He said: “The huge increase in drugs is ripping apart our inner cities and fuelling this huge rise in gun culture.
“Society in these areas is becoming almost lawless. The concept of gang culture has to be crushed.”
Mr Blair’s proud boast that burglary had fallen since he won power was also shattered.
The number of houses broken into had dropped year-on-year from 1,015,075 in 1997 to 836,027 in 2000-1.
But by last year it was back up again to 878,535 — a rise of five per cent.
Highway robbery has also rocketed, with firearms crimes on public roads up 47 per cent. Armed raids on shops rose by 27 per cent, according to the shock figures.
Shadow home secretary Oliver Letwin last night blasted the astonishing statistics.
He said: “These figures are truly terrible. “Despite the street crime initiative, robbery is massively up. So are domestic burglary, retail burglary and drug offences.”
Mr Letwin dismissed the recent ban on fake guns rushed through on Thursday and the five-year sentence for gun crime as “panic measures and gimmicks”.
He added: “The only word for this is failure. “The Government’s response of knee-jerk reactions, gimmicks and initiatives is not working and confused signals on sentences for burglary will not help either.
“The figures will continue to be dreadful until the Government produces a coherent long- term strategy to attack crime at its roots and get police visibly back on our streets.”
Lib-Dem home affairs spokesman Simon Hughes said: “Guns should have no place in British society.
“These figures must prompt a new, tougher approach towards people who carry them. “Gangs which use and glorify guns as status symbols must be relentlessly targeted by the police.”

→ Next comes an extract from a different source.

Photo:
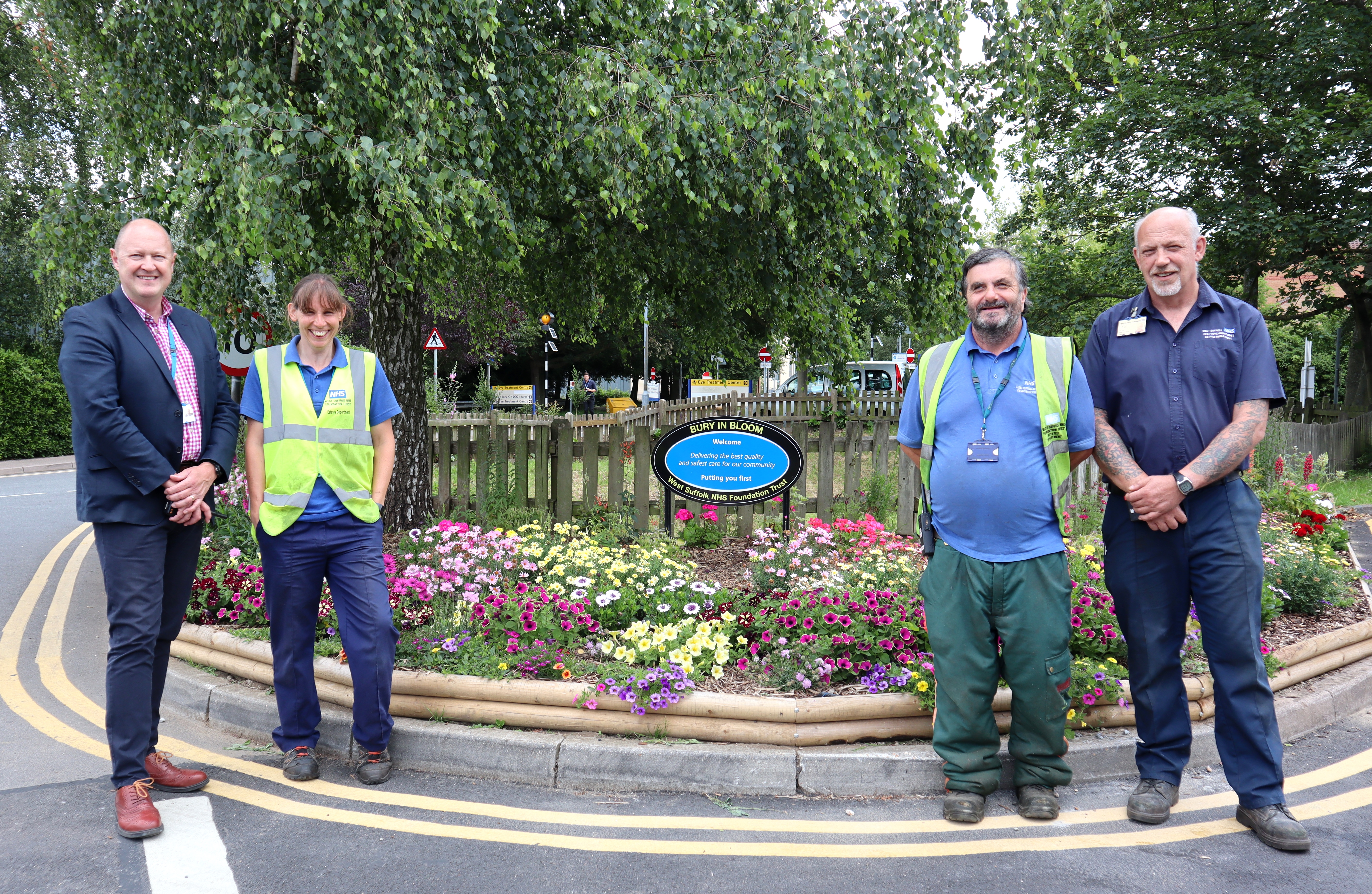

Police chiefs last night expressed grave concerns over soaring gun crime.
Peter Hampson, head of the Association of Chief Police Officers crime policy and Chief Constable of West Mercia, said: “The recent rise in firearms offences concerns us all.
“We support the Government’s intention to strengthen the law in relation to illegally-held firearms.
“And the Police Service is working closely with the Government and other agencies to try to reverse the trend in the illegal possession and use of firearms.
“We have also been working on ways to reduce the availability of crack cocaine which fuels criminality.”
Mr Blunkett will today host a crisis summit with cops and community leaders in a desperate bid to halt the crimewave.
He said: “Fighting gun crime is a vitally important issue and we are working hard to tackle the problem.
“We have demonstrated that this continues to be a priority by toughening the laws on illegal weapons, air guns and replica weapons.”
The Home Secretary earlier denied a U-turn over mandatory five-year sentences for possessing illegal guns.Mr Blair first uttered his “tough on the causes of crime” mantra nearly a decade ago.
The PM — then Shadow Home Secretary under Labour leader John Smith — used the phrase in an address to the 1993 Labour Party conference.
In a bid to steal the Tories’ claim to be the party of law and order, he said: “The Labour Party is the party of law and order in Britain today — tough on crime and tough on the causes of crime.”
He went on to repeat his pledge in Labour’s pre-election manifesto of April 1997.
Minister's whitewash bid
THE Government flew in the face of hard facts yesterday — and insisted crime is FALLING.
Home Office Minister John Denham wheeled out figures from an opinion poll — choosing to ignore concrete police statistics.
He said: “This survey is the most reliable indicator of crime trends. It shows a seven per cent drop in crime and a drop in the fear of crime.”
Mr Denham based his amazing remarks on the British Crime Survey, which quizzes 40,000 people about their experience of crime.
Directly contradicting official statistics, the survey claims violent crime has dropped by two per cent,burglary by seven per cent and car theft by 14 per cent.
Mr Denham said the chance of being a crime victim was the lowest in 20 years. And he added: “The survey shows crime has been falling since 1997 and the risk of being a victim is very low.”
But Tories dismissed his reliance on the poll as “spin”.